Speaker 2 – Neus Valveny (52:55):
I can take that one Gabriel. Yes, it’s possible to pull data from several hospitals provided that the ethics committee (EC) and the site contract allows for that. So, of course, when we run the analysis, we need access to individual data from the hospital, but the site contract defines whether this data can be pulled or not with data from the other hospitals.
So, it’s part of the regulatory process to think ahead when you design the study. And if you foresee that you will need to pull data because for example it’s a rare disease and you need to have only few cases from each hospital, you need to convince, let’s say both the ethics committee and the hospital agreement and include and specify very well, then you will fulfill again the GDPR or the IPA or whatever confidentiality law is in place that we’ll fulfill this law.
Speaker 1 – Ryan Muse (53:55):
Alright, thank you for that. The next question we have asks, well first states that,
“There are differences in the way of diagnosing and therefore coding the pathologies and procedures between countries and continents. What consequences can this have in the study?”

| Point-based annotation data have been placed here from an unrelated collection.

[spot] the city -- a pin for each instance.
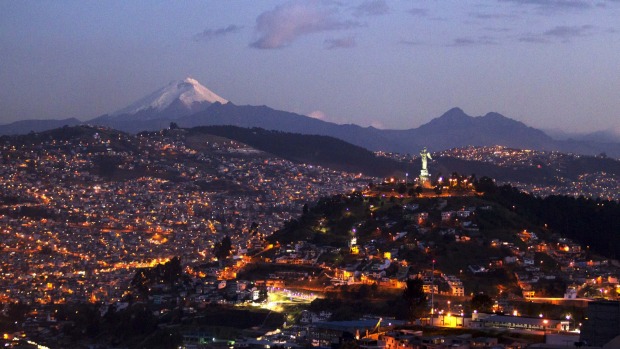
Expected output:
(101, 205)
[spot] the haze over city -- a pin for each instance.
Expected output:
(550, 64)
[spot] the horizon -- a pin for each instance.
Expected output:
(548, 64)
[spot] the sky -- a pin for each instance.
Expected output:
(551, 64)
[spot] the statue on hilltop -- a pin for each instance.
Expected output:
(424, 175)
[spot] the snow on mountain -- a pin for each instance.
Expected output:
(188, 92)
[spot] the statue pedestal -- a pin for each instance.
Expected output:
(425, 179)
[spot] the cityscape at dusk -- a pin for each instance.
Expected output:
(551, 64)
(310, 174)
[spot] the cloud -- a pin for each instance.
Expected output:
(491, 15)
(371, 8)
(209, 34)
(410, 42)
(347, 42)
(568, 32)
(554, 5)
(562, 33)
(281, 26)
(482, 40)
(317, 114)
(418, 12)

Speaker 3 – Gabriel Maeztu (54:14):
Sure, so that’s a known limitation and that must be checked whenever the study is designed. So, that’s a design limitation that you must take into account whenever you are defining the study to understand whatever information you’re looking for, how that information is managed by the different clinician in the different hospitals. So, that’s a very important part that the scientific writing and the design part, design part of the study must take part of it to be able to really take into account those kind of problems. But once those problems are diagnosed before defining the cohorts, you can define different cohorts that might be not exactly the same for each region. So, you can really compare them much better or maybe to have more smaller cohorts. That can be even changed in a second iteration because one of the nice things about this kind of studies is that you can really iterate easily without having to have all the data collection and acquisition process. That is usually the huge and painful part of any study because you can really change a definition, have an okay from everyone, keep on going on the study.
Speaker 1 – Ryan Muse (55:38):
Excellent. Thank you very much for that answer and for all of the answers today. However, we have reached the end of the Q&A portion of this webinar.
Now, if we couldn’t attend to your questions, the team at TFS HealthScience may follow up with you or if you have further questions, you can direct them to the email addresses that are up on your screen. I want to thank everyone for participating in today’s webinar. You’ll be receiving a follow-up email from Xtalks with access to the recorded archive for this event. A survey window will be popping up on your screen as you exit, and your participation is appreciated as it will help us to improve our webinars.
Now I’m about to send you a link in the chat box and with this link you’ll be able to view the recording of this event on this page and you can also share this link with your colleagues when they register for the recording here as well. So, I encourage you to do that now.
Please join me once more in thanking our speakers for their time here today. We hope that you all found the webinar informative. Have a great day everyone, and thanks for coming.
Speaker 2 – Neus Valveny (56:35):
Thank you, Ryan. Thank you all for attending.
Speaker 3 – Gabriel Maeztu (56:40):
Thank you very much. It was a pleasure.